I had already saved up some trimmings and egg cartons, some hay and compost. I’d even saved it in layers (you can see it behind the bed frame.) It was as simple as cutting loose a strip of layered goodies, carefully lifting it off the ground, and nestling it in the wooden frame.

So I’m not sure how much square footage I gained. I’m ok with that. I’m also ok with the fact that the stump of the maple tree we had to cut down in the front yard has finally bit the dust. Giant sponges of carbon to start the fungal map off right made themselves available the very evening I needed them. The creation of a suburban forest floor.

I put up the drill and the skill saw. I wrapped and tied the extension cord. The shovel and buckets in hand, it was time to go in. DH had made some grass-fed burger patties and Cinderella squash discs on the grill.

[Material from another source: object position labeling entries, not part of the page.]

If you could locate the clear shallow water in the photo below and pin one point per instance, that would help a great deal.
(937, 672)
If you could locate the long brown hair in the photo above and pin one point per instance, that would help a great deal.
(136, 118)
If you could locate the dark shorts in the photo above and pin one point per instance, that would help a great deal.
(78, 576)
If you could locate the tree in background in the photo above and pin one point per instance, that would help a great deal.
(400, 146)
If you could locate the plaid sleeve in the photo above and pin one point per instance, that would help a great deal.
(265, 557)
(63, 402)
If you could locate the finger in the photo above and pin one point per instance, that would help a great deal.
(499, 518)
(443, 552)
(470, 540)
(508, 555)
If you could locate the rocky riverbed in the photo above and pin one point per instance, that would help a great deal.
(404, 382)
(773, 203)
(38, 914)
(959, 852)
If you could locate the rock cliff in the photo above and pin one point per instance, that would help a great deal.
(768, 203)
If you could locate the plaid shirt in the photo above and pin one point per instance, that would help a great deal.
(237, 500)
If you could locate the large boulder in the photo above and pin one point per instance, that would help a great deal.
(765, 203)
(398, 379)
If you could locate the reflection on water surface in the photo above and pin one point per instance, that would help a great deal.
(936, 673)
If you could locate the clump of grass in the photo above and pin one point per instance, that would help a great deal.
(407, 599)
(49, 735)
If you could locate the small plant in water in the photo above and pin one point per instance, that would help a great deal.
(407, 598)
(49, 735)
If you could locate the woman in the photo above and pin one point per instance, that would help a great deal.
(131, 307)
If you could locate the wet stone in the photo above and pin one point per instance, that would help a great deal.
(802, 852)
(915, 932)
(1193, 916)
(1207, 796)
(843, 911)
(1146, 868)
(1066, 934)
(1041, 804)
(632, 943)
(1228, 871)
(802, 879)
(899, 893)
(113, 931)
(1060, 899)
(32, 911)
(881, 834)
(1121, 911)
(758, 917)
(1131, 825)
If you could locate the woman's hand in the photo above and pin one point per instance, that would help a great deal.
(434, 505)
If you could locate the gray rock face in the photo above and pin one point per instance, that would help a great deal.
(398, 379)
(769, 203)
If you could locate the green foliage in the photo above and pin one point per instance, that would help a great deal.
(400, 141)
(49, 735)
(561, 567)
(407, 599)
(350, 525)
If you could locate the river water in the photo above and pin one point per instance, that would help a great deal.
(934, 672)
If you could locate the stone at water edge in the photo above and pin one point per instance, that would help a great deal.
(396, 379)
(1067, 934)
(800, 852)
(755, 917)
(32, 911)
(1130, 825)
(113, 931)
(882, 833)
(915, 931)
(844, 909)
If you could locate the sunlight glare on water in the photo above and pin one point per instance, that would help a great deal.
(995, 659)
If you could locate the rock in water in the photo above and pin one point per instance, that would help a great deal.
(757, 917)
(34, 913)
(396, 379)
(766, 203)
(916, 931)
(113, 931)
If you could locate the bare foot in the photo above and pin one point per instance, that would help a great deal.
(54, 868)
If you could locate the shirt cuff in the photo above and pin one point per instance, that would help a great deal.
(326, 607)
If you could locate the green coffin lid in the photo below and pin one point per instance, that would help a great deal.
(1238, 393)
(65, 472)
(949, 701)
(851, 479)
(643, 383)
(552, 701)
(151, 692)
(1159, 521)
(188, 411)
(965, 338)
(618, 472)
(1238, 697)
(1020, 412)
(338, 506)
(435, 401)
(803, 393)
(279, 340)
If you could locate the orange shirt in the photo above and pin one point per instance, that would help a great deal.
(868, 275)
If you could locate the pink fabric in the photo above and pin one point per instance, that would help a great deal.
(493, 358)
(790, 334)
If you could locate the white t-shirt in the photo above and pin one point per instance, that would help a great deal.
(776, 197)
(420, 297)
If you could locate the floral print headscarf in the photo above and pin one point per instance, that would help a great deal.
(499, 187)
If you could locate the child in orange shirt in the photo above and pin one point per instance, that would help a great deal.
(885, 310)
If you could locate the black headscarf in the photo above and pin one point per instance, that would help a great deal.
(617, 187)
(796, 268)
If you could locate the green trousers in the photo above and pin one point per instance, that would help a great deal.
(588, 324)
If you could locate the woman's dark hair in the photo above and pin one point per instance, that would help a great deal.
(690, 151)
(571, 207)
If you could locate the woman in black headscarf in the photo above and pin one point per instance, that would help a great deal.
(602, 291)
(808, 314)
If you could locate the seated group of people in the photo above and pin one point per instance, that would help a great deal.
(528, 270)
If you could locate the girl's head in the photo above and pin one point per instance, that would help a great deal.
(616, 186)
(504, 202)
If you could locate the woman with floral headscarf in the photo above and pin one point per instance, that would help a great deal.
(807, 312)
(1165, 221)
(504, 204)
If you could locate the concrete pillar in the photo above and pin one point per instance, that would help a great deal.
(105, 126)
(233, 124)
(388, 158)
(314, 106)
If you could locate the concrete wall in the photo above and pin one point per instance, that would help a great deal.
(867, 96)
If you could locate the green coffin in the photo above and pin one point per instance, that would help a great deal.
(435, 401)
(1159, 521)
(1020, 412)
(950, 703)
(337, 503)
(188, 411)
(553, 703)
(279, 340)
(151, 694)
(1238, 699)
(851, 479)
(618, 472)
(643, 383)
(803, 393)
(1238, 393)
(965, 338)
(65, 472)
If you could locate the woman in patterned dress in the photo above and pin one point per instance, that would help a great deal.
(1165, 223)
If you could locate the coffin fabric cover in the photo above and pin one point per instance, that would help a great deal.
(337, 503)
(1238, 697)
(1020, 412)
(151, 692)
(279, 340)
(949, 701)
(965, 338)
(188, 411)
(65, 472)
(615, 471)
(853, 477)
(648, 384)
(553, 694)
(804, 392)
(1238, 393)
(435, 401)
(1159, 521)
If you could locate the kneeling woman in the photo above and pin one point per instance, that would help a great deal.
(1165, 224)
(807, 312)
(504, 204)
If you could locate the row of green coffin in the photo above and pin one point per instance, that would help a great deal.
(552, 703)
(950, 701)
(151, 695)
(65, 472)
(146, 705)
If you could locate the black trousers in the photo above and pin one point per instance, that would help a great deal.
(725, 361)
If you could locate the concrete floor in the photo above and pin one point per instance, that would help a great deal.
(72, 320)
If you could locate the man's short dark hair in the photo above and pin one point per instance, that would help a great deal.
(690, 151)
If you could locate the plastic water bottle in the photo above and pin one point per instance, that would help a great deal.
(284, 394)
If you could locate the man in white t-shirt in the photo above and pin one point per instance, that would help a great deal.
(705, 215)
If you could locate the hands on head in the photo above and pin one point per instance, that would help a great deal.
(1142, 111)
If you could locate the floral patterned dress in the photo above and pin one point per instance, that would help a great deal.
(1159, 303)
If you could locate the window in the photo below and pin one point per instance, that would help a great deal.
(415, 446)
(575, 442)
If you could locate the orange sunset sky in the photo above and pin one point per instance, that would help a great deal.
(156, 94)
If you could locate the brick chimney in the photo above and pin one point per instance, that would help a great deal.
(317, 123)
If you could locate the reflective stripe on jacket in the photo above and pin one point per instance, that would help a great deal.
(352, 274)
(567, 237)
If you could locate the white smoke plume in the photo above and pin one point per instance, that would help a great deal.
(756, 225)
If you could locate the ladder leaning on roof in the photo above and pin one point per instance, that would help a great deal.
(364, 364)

And there it was. A forgotten carrot lost beneath the returning basil offering up spring’s sowings.


I sowed squash indoors weeks ago. They bloomed the other day. The Books say it’s ok to plant squash now. The Books are often wrong.

The Books reference zones based on frost dates. Based on frost dates, I should be able to grow anything grown along the valley of the West Coast of the United States. This is not actual truth.

What The Books fail to account for in their Zone System is temperature, and daylight, and precipitation. I can grow many things all winter that would not survive in other areas of the same zone. Why?

Well, for starters, it’s still hitting 100 degrees fahrenheit regularly here in my version of Zone 8a/b. In other areas of Zone 8a/b there are highs in the 70s. They are also dropping into the 49ers at night. Me? Maybe as low as 75 if I’m lucky. My tomatoes are barely alive (mostly due to my frugal watering) while theirs are done (due to their chilly nights.)

Next we have the concept of chill hours. Peaches grow beautifully and plentifully 90 minutes west of here, having just enough chill to fruit. Citrus grow outdoors three hours southeast of here, with the lightest of frosts being the rarest of things. Neither would be happy here.

As for daylight, the fluctuation is just as wide. Summer in Seattle as a child taught me how greatly the curve of the globe changes the daylight in rotation to the sun. The sun sets in June at nearly 11pm. We top out at just after 9pm. Winters in Olympia were miserable for me with the sun setting at 4:30pm. We don’t really set before 6pm.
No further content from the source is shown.